First off, Stephen King is currently my favorite author, my favorite book being'Salem's Lot, and this is not only his longest singular work (his longest work is the Dark Tower series, of which I have read the first three out of seven) - it is the longest book I have read to date. According to Yahoo! Answers, it consists of 464,218 words. Both editions I read from (one was rain-soaked and I bought an older copy) had 1,141 pages. It is an awesome epic novel and I recommend it to the epic fantasy and/or horror fan.

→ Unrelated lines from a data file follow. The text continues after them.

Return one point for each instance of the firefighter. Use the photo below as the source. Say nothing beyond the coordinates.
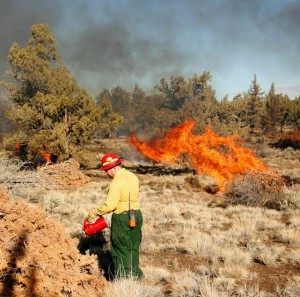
(123, 195)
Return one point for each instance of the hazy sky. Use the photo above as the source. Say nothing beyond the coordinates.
(107, 43)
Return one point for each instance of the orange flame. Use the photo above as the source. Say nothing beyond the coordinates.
(219, 157)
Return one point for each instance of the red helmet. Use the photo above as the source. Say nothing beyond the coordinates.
(109, 161)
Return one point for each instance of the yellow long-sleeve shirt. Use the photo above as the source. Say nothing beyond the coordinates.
(124, 185)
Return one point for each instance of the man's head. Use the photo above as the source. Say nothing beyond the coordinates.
(111, 164)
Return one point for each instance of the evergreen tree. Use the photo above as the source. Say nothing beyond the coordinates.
(255, 105)
(50, 108)
(273, 115)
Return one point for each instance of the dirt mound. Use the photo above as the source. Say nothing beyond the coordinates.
(38, 258)
(63, 175)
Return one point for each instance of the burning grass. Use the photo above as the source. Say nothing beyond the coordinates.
(194, 243)
(208, 153)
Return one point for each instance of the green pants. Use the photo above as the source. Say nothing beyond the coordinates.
(125, 244)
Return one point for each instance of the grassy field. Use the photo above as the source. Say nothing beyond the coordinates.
(195, 243)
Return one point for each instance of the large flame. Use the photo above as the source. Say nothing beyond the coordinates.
(209, 153)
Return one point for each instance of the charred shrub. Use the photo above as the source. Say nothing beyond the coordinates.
(256, 189)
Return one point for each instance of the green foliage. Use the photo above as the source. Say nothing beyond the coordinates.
(255, 105)
(50, 108)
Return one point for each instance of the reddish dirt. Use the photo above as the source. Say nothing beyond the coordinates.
(38, 258)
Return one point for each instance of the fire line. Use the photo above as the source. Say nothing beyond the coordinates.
(221, 157)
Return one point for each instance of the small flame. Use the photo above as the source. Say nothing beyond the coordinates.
(209, 153)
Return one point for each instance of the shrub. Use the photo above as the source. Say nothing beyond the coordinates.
(256, 189)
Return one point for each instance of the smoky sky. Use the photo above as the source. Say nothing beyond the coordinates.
(106, 44)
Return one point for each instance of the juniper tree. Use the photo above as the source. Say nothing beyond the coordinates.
(49, 106)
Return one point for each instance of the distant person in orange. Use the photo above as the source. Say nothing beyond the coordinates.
(123, 200)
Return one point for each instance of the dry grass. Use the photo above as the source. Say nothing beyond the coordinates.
(191, 248)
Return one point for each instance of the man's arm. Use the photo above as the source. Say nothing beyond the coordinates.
(109, 205)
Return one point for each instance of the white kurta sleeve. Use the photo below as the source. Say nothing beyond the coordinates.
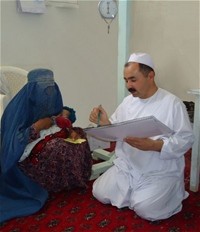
(182, 139)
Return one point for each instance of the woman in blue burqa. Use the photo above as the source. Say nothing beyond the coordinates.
(59, 165)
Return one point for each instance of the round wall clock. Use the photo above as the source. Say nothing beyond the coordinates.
(108, 10)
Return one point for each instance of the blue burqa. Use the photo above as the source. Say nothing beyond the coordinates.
(39, 98)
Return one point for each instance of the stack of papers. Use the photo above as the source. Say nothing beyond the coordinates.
(142, 128)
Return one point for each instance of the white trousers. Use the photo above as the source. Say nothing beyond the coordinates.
(151, 197)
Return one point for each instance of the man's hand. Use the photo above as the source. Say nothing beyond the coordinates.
(144, 144)
(103, 116)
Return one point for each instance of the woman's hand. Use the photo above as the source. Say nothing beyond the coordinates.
(145, 144)
(42, 124)
(99, 116)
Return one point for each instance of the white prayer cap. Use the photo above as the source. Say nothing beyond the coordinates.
(142, 58)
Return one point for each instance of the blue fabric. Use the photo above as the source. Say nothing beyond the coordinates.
(39, 98)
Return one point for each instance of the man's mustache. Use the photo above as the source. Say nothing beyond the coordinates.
(131, 90)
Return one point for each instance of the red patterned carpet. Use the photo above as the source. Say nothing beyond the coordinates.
(78, 211)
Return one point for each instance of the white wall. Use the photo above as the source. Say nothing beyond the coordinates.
(74, 43)
(169, 31)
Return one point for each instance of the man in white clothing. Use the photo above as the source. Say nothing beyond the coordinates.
(148, 173)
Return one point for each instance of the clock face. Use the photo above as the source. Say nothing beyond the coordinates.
(108, 9)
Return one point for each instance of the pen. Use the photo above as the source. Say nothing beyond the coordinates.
(99, 117)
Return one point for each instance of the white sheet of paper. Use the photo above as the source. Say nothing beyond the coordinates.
(31, 6)
(142, 128)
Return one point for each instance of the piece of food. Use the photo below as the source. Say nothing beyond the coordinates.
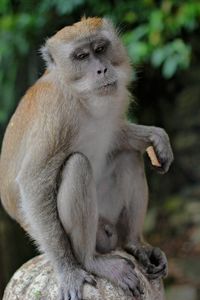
(152, 155)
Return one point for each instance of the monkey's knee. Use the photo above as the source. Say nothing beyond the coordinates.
(78, 169)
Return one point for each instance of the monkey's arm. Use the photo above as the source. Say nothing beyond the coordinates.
(140, 137)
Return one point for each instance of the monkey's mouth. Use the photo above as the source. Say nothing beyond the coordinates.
(108, 87)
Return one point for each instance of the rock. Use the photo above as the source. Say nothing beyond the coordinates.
(35, 280)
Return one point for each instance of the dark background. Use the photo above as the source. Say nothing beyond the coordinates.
(163, 41)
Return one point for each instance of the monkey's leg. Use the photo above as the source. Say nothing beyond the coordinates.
(37, 184)
(134, 191)
(77, 208)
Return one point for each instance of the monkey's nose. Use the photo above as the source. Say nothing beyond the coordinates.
(108, 231)
(102, 71)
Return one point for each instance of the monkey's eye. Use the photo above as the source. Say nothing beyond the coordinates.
(81, 56)
(100, 49)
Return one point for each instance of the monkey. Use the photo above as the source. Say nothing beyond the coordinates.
(106, 237)
(70, 160)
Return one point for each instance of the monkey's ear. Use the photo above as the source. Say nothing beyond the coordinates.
(47, 56)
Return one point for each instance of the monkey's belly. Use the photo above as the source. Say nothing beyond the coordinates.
(107, 236)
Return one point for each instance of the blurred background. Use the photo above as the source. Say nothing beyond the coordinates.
(163, 41)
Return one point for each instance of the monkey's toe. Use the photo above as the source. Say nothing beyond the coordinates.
(153, 260)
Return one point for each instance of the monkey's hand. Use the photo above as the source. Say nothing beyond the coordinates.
(71, 284)
(161, 145)
(152, 259)
(120, 271)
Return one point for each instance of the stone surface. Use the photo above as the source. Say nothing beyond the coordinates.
(35, 280)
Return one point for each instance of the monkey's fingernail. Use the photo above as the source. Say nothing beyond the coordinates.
(91, 281)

After a deadly plague released by a government mistake sweeps across the world and wipes out ninety-something percent of the population, those who survived take two sides: the good guys flock to 108-year-old Mother Abagail in Colorado and the bad guys run to Las Vegas to Randall Flagg, a demon or devil of some sort who appears human but can both shape-shift and project his soul into animals. He gives off an aura of extreme, cold terror to Abagail's people, and eventually a few brave men decide to journey from Boulder, Colorado, to Vegas on foot to confront the dark man, as Flagg is often called...for the ultimate stand.
I really loved this book, but the climax, shall we say, was a bit of a deus ex machina. Meaning "God of the Machine." I don't want to give too much away, but I will say that God quite literally had a hand in things, where he could have helped the entire time. That is the same problem I had with C.S. Lewis and his Narnia books, which I need to read the rest of still: God reaches in and fixes things. The movie Avatar (the James Cameron one with blue people, not The Last Airbender) did this too: "Jake! Eywa heard you!!!"
But other than that, the writing was quite good. I was never quite sure who the main character was, but I don't think there really was one: Star Wars does that too. More of an "overall epic story" thing.